Run the configupdate utility to map the context name of the custom theme WAR.
Start Tomcat.
To undeploy the theme, remove the WAR that contains the theme from the application server’s deploy directory. Before undeploying, make sure that any themes it contains are not defined as the User Application’s default theme. If you remove the WAR and it does contain the default theme, the Theme Administration screen displays an error message and reverts the User Application theme to the original default theme defined at installation time.
If you configured Password Management to use an External Password WAR, the theme for the Forgot Password page is defined in that external password WAR. The default name for the external password WAR is IDMPwdMgt.WAR. The IDMPwdMgt.WAR contains one theme; by default, it is BlueGloss. It does not include a user interface for modifying or branding this theme.
You can define a custom theme for the external Forgot Password page. The procedure for defining a custom theme is described in Defining a Custom Theme; however, the deployment procedure for the external Forgot Password page is different and the rules about the custom theme WAR are more restrictive. After you define the custom theme:
Package the theme in a WAR named IDMPwdMgtTheme.WAR.
The IDMPwdMgtTheme.WAR can contain a single theme, and the theme must be located in the resource/themes/Theme directory within the WAR.
Deploy the IDMPwdMgtTheme.WAR on the application server where the external WAR is located. Only one custom theme can be deployed at a time.
The User Application Administrator performs administrative tasks for the Identity Manager User Application, using the Administration panel of the Identity Manager User Application. The User Application Administrator does not have provisioning administration rights, and is considered an ordinary user while using the Work Dashboard panel. There can be more than one User Application Administrator.
One user must be assigned to the User Application Administrator role at installation. The User Application Administrator created during installation can administer everything in the User Application including the Provisioning system and can designate other users as User Application Administrators.
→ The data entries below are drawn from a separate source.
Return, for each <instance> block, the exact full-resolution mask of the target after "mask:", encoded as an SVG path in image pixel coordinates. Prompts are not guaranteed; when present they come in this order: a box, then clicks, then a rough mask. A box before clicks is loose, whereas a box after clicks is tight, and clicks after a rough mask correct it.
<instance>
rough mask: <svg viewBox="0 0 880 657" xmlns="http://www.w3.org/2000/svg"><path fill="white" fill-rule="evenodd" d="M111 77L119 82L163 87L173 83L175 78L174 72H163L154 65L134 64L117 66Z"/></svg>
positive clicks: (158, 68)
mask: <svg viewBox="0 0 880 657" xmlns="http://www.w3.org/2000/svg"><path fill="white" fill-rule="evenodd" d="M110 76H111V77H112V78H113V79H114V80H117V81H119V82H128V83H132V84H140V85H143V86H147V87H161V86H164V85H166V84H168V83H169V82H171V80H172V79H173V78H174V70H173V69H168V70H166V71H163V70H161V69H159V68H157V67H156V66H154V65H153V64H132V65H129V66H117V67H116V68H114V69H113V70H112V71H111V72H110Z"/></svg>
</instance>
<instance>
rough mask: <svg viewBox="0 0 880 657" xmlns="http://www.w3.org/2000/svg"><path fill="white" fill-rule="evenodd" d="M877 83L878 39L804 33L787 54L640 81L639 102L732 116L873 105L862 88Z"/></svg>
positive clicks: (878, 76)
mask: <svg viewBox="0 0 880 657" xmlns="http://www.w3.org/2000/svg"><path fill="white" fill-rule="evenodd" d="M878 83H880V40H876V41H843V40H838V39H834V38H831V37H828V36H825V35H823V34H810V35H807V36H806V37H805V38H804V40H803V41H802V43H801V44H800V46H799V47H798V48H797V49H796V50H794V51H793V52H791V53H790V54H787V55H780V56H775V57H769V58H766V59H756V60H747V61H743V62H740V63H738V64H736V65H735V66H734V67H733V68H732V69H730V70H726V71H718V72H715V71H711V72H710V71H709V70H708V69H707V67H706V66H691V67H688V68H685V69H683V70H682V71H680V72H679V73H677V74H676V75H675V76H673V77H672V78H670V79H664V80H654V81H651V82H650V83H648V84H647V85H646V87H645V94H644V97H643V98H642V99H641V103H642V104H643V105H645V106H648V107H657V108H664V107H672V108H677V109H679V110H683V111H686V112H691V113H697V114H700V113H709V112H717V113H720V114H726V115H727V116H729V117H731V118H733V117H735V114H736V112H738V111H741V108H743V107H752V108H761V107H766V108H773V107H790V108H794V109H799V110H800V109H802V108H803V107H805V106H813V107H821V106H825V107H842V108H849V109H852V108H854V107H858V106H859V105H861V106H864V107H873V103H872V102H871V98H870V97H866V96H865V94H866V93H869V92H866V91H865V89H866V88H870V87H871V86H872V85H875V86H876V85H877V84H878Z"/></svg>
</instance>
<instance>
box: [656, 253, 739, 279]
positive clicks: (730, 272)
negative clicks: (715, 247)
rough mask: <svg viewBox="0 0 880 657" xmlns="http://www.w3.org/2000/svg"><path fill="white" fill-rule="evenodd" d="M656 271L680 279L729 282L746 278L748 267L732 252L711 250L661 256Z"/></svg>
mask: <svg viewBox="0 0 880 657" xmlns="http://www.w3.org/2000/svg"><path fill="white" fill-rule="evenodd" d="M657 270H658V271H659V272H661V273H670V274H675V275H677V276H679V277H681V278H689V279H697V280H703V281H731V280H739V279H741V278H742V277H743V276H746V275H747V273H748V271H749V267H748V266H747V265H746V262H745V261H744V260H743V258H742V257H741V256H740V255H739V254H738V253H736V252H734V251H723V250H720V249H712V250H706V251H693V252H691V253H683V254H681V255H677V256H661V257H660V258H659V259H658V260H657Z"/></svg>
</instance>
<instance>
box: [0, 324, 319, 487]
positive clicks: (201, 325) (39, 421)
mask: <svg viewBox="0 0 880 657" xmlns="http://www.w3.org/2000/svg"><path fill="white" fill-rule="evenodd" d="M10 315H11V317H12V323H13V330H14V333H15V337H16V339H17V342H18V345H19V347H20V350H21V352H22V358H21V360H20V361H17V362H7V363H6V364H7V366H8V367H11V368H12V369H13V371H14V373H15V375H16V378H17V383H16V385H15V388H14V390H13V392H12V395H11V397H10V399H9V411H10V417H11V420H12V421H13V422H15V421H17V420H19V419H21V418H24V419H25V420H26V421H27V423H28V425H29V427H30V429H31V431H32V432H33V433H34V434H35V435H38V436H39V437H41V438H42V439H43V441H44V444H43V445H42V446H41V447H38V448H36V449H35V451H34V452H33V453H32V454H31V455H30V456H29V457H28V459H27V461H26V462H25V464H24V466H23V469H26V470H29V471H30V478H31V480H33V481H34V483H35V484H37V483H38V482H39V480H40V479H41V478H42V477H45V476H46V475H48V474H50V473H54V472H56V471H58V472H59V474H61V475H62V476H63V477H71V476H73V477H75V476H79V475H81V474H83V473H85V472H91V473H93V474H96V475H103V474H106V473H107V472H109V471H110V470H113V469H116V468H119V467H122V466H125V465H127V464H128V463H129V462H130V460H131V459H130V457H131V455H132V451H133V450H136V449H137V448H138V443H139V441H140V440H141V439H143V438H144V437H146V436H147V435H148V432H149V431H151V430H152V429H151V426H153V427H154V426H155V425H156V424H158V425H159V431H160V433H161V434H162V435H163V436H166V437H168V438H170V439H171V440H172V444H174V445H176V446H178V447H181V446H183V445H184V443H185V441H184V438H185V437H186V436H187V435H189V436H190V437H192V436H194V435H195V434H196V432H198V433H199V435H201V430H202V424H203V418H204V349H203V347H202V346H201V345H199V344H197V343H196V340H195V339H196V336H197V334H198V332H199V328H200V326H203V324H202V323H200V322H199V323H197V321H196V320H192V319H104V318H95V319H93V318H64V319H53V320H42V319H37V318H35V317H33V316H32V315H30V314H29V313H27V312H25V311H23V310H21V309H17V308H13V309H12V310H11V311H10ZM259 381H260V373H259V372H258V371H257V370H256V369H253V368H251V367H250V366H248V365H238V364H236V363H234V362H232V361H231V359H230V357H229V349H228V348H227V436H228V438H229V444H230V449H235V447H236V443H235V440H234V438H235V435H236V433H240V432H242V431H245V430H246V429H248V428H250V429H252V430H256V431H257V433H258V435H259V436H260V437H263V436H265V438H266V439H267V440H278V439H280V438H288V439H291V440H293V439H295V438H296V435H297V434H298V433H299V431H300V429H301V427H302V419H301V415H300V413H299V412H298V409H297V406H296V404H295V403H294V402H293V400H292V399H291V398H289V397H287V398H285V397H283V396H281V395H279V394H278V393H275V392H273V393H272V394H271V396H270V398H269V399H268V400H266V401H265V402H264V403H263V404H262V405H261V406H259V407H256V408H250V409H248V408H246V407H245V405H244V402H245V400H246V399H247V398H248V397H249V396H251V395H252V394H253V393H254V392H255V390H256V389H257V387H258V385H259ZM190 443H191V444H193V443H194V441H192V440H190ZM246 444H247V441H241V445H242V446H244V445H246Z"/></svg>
You can assign the User Application Administrator at installation and on the Application Configuration page on the Administration tab of the Identity Manager User Application. When you assign the administrator at installation, IDM writes the assignment to the User Application configuration file, which is editable with the configupdate utility. But, at deployment of the WAR, the assignment is written to the User Application database. Thus, after you start the JBoss Application Server the first time after installation, you cannot change the assignment with the configupdate utility--it must be changed from the Application Configuration page.
A user who is to be a User Application Administrator should typically be located under the user root container specified in the User Application’s LDAP configuration. This enables the user to log in simply by username (instead of requiring the fully distinguished name each time).
The user who is a User Application Administrator does not need special directory rights because this role controls application-level access.
When assigning User Application Administrators, you can specify users, groups, or containers.
Go to the Application Configuration page.
Under Portal Configuration, select User App Administrator Assignment.
Specify values for the following search settings:
|
Setting |
What to Do |
|---|---|
|
Search for |
Select one of the following from the drop-down menu:
|
|
Starts with |
If you want to:
|
Click Go.
The results of your search appear in the Results list.
Select the users, group, or container you want to assign as User Application Administrators, then click Add (>).
Hold down the Ctrl key to make multiple selections.
Click Save.
To unassign User Application Administrators:
In the Current Assignments list, select the users, group, or container you want to unassign as User Application Administrators, then click Remove (<).
Hold down the Control key to make multiple selections.
Click Save.
You cannot delete yourself as User Application Administrator. This is a safeguard to ensure that the User Application always has at least one User Application Administrator.